Als ich im Zentrum von Chulo nach Informationen über die Öffnungszeiten des lokalen ethnographischen Museums suchte, bot mir ein gutmütig aussehender Taxifahrer, Jakob, seine Hilfe an. Nachdem er das Ziel meines Besuches erfahren hatte, brachte er mich direkt zum Museumsführer nach Hause, da das Museum geschlossen war, und dann organisierte Jakob für mich noch ein Treffen mit einem seiner Verwandten, einem Historiker. Später verkündete mir Jakob noch eine Nachricht: Seine Tochter wartete bereits bei ihm zu Hause auf uns mit einem Abendessen, für das sie — extra für mich (!) — die lokalen Spezialitäten gekocht hatte.

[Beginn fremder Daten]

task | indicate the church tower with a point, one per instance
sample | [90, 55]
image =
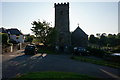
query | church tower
[63, 39]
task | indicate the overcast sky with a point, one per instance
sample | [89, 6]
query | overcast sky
[93, 17]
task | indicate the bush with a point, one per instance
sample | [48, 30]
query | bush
[117, 50]
[96, 52]
[5, 38]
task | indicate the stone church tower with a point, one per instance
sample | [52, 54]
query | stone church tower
[63, 39]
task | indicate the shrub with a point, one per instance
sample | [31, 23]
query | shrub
[5, 38]
[97, 52]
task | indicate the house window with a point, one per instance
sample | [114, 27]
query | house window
[61, 12]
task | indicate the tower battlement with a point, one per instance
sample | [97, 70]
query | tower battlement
[61, 4]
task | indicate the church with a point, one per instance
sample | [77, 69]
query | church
[64, 38]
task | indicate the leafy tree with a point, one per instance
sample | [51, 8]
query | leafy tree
[5, 38]
[103, 40]
[43, 32]
[29, 38]
[93, 39]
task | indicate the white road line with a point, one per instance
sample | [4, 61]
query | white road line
[111, 74]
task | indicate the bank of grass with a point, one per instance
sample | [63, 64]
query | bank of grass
[95, 61]
[55, 76]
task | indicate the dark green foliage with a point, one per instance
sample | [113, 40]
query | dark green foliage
[97, 52]
[103, 40]
[98, 61]
[29, 38]
[5, 38]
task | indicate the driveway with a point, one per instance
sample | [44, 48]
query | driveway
[18, 63]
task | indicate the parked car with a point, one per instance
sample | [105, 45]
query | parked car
[30, 49]
[81, 51]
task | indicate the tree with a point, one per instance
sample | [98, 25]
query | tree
[29, 38]
[93, 39]
[43, 32]
[103, 40]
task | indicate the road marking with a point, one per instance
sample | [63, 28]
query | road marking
[110, 74]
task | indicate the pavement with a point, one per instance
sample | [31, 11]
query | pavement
[17, 63]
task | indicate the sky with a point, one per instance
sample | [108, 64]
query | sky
[92, 17]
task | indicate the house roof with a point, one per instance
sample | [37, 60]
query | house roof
[14, 31]
[79, 30]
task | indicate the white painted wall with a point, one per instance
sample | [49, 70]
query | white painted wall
[20, 39]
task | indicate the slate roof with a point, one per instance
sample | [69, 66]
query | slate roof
[14, 31]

Vor dem Abendessen fuhr mich Jakob zu einer der berühmten Tamar-Brücken, dieser nicht wegzudenkenden Sehenswürdigkeit der hiesigen Berge. Historiker Dschemal, Jakobs Schwager, schilderte mir mit Stolz das Goldene Zeitalter Georgiens, die Ära der Regierung der Königin Tamar und des Schaffens des großen und unübertroffenen Dichters Schota Rustaveli, und verkündete, die Renaissance habe in Georgien ein Jahrhundert früher angefangen als in Europa“.

Bild: Die Königin Tamar

Bei Jakob zu Hause warteten auf uns seine Tochter und seine 92-jährige Mutter Fati. Die beiden hatten bereits eine Tafel gedeckt, die aus den lokalen Spezialitäten bestand: Sinori, einer Art adscharische Lasagne, Burano, einem Kartoffelbrei mit Käse und geschmolzener Butter, und Tschinschili, einem lustig aussehenden in Zöpfe geflochtenen trockenen Käse. Bei Tafel hatte Jakob mit üppigen Trinksprüchen gestreut, Akkordeon gespielt und gesungen. Später gesellten sich uns noch zwei weitere von Jakobs Verwandten dazu. Wir sprachen über die verzwickte Familiengeschichte, die reichhaltigen Traditionen und Sitten dieser Gegend sowie über das Leben früher und heute.

Fotos: Festtafel in Jakobs Haus

 

Dabei hatte mich am meisten Jakobs Mutter Fati beeindruckt, die sieben Kinder und siebzehn Enkelkinder hat. Diese ruhige Frau mit weisen, ins Wesen der Dinge durchdringenden Augen beobachtete unser Fest bis zum Schluss. Und man sah, wie stolz Jakob auf seine Mutter war, die den Tisch vor dem Abzug der Gäste nie verlasse.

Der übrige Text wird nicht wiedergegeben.